Davidson’s dingers
The best all-around players in baseball are said to have five tools. These players can run, field, throw, hit, and hit for power. Perhaps the greatest of the five-tool players is Willie May. Or it could be Oscar Charleston. It is not Matt Davidson. Matt Davidson has one tool. He can hit for power. He used that tool to launch three home runs on Opening Day.
Davidson hit his three home runs off three different pitchers. His teammates added three more to help the White Sox tie the 1988 New York Mets for the Opening Day record of six home runs by one team. It’s an excellent start for Davidson, but don’t hand him the AL MVP trophy just yet. He’s projected to have a .270 OBP and .397 slugging percentage this season.
Before Matt Davidson, there was Dmitri Young, who hit three homers on Opening Day in 2005. He’s the Opening Day legend for the Millennial generation. Not only did Young hit three home runs, but he also reached base in his two other plate appearances by hitting a single and getting hit by a pitch. He scored four times and had five RBI.
The Baby Boomers have two Opening Day heroes, George Bell and the immortal Tuffy Rhodes. On April 4, 1988, Bell launched three taters off Kansas City Royals ace Bret Saberhagen. He followed that up with a five-for-five performance in the second game of the season, making him eight-for-nine with six runs scored and five RBI through the Blue Jays’ first two games. That was the high point of his season. In his remaining games, he hit .260/.296/.421.
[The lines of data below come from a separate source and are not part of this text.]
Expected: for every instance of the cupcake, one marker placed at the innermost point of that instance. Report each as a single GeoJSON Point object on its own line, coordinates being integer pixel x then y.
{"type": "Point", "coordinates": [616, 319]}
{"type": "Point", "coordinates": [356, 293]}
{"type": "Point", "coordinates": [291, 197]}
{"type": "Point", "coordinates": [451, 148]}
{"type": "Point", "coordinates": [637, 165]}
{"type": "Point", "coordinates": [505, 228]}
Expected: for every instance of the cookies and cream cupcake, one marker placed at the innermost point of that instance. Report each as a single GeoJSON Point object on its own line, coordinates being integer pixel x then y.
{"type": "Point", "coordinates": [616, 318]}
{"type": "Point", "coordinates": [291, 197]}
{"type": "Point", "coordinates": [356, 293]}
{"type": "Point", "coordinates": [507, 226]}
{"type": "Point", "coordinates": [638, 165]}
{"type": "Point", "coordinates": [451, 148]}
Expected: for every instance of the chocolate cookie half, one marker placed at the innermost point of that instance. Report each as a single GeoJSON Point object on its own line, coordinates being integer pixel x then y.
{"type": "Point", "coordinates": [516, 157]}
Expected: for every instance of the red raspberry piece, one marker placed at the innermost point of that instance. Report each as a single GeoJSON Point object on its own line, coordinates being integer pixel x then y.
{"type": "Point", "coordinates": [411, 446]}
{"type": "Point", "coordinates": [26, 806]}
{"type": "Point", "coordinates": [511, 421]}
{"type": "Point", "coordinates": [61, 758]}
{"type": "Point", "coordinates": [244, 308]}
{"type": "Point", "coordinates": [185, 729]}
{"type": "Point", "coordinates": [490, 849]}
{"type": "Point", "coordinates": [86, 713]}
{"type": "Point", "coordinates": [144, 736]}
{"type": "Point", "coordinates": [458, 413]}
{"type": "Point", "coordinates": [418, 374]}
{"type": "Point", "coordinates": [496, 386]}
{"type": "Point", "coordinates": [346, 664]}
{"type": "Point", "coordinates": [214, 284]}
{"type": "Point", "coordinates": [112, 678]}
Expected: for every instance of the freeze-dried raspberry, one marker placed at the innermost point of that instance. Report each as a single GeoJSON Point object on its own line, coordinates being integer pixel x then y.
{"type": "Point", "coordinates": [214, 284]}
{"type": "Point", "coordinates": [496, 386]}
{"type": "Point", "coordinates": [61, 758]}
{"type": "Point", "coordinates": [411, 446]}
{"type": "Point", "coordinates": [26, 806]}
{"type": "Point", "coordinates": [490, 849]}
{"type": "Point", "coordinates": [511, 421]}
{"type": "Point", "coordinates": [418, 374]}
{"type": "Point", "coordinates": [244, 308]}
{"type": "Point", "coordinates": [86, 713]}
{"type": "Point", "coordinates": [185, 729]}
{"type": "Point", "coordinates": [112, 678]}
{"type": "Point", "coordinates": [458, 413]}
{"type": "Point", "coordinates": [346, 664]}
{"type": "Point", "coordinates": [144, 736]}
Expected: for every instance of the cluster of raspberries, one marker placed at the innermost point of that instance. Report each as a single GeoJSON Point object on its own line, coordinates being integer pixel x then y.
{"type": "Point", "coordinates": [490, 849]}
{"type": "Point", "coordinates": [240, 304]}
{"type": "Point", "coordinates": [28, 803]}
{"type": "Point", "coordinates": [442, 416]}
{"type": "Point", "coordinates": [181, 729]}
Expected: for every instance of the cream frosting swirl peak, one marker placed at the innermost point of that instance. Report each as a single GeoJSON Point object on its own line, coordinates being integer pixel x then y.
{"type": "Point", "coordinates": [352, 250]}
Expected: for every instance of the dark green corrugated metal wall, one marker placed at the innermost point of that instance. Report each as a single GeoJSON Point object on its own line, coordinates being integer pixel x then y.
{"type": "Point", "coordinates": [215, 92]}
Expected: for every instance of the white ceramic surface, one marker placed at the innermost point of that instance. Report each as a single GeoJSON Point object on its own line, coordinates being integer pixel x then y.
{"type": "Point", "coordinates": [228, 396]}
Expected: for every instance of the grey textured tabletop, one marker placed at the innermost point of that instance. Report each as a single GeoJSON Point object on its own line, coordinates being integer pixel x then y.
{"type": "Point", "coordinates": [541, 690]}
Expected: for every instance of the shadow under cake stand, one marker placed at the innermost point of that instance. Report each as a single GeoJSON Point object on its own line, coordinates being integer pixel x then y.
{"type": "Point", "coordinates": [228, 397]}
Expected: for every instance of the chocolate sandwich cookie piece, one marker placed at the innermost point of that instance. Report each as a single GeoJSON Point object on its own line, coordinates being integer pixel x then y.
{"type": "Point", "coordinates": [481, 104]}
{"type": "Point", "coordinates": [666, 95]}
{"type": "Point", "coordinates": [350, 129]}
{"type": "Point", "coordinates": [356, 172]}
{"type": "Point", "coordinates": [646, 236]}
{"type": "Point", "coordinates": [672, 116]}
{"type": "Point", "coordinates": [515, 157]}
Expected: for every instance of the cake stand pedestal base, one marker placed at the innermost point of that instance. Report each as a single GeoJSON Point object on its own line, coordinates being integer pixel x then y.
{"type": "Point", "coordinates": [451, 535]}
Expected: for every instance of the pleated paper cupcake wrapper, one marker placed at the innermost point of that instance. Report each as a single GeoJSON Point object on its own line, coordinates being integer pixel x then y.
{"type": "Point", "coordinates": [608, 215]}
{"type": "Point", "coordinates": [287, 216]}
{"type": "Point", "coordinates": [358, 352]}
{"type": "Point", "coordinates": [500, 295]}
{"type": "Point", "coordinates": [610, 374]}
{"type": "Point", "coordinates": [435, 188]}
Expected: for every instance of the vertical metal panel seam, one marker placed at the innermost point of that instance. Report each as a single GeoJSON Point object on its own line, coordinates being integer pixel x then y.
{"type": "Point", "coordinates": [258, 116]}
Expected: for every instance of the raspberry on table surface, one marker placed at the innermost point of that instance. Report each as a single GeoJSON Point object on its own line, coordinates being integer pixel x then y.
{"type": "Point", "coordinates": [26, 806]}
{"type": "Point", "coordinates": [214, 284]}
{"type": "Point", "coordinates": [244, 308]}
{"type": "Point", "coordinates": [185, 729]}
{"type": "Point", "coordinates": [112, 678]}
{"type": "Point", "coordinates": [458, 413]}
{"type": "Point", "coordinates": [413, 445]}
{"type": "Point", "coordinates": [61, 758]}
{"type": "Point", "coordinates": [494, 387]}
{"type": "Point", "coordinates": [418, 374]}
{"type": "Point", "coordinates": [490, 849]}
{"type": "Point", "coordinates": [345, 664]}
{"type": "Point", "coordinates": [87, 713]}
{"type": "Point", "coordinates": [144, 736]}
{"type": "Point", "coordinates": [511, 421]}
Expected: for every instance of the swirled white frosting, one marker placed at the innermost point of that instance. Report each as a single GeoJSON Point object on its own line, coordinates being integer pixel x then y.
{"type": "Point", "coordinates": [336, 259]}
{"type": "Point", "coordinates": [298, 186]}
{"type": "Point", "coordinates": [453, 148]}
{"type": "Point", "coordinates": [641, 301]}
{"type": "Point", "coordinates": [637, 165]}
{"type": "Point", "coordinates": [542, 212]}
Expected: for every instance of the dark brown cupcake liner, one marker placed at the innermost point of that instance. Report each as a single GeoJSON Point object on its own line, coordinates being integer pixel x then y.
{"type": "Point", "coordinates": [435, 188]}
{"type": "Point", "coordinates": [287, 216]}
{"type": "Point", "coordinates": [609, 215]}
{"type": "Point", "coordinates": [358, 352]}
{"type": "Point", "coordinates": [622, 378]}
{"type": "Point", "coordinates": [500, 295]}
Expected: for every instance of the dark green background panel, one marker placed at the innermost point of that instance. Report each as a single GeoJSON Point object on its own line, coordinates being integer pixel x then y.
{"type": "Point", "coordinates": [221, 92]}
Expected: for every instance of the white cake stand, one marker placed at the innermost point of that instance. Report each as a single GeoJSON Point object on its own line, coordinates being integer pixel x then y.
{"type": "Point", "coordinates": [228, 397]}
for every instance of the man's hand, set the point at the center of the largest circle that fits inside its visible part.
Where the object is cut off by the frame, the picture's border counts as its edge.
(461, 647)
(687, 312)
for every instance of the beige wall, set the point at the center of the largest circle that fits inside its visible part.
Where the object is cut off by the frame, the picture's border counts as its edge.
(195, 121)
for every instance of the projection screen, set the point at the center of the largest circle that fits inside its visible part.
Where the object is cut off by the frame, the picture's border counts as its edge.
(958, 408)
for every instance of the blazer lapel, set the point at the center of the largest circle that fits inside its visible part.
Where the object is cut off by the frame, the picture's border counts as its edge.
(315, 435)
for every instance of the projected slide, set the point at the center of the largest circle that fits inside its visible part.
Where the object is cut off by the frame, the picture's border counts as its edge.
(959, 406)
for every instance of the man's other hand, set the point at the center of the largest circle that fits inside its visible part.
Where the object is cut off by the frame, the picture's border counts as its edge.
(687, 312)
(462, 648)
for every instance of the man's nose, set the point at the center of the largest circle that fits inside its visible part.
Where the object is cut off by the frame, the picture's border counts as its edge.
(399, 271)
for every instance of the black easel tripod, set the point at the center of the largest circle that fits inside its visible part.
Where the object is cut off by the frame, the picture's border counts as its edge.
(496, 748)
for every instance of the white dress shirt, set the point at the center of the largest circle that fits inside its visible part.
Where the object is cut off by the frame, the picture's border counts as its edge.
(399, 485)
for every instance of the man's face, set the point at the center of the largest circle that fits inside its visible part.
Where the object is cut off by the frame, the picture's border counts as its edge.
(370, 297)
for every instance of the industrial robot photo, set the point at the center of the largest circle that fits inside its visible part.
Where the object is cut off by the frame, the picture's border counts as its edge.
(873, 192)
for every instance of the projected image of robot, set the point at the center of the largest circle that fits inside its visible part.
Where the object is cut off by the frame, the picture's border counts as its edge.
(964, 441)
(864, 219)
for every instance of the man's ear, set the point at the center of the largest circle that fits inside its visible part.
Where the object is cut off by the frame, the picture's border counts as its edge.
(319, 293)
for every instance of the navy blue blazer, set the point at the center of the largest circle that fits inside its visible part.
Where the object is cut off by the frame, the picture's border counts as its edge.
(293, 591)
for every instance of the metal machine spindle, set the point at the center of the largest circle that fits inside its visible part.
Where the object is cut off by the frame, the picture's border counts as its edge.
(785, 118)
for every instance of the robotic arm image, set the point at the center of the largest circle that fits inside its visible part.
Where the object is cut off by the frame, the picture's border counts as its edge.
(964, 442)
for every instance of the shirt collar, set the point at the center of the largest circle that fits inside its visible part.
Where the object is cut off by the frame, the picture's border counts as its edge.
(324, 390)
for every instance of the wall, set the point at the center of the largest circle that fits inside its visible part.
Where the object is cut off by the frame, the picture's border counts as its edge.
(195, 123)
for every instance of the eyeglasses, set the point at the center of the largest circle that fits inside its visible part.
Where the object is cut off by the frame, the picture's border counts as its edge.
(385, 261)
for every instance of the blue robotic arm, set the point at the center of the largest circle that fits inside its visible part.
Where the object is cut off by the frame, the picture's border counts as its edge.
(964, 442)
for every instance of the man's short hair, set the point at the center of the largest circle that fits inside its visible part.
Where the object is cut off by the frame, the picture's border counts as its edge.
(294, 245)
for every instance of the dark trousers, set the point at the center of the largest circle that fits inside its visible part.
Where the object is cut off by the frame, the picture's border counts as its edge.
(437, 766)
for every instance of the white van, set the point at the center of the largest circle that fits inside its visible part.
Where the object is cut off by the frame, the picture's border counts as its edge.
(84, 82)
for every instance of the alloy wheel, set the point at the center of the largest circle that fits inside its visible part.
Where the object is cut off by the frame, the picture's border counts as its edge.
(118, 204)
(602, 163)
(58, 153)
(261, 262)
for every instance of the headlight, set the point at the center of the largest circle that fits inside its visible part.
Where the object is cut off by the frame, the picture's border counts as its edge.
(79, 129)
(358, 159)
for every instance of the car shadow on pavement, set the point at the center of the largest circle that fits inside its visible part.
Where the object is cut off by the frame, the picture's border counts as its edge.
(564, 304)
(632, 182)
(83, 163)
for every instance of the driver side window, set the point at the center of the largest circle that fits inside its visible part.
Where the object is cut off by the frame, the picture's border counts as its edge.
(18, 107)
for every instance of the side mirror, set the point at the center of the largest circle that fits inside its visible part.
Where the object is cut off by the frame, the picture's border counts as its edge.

Tuffy Rhodes became a Cubs legend when he launched three big flies off Dwight Gooden on Opening Day in 1994. This wasn’t vintage Gooden, of course. By this time, Gooden was a nearly a decade removed from his incredible 24-4, 1.53 ERA season in 1985. Still, Dwight Gooden is Dwight Gooden and Rhodes’ big game has lived on in Cubs fans’ memories to this day.
After hitting three home runs on Opening Day, Rhodes would hit just five more over the rest of the year and be out of MLB after the 1995 season. He went over to Japan and found success, including four straight seasons in which he hit 55, 46, 51, and 45 home runs. That 55-homer season tied the all-time record held by Japanese legend Sadaharu Oh. In 2013, Wladimir Belentien would smash the record with a 60-homer season.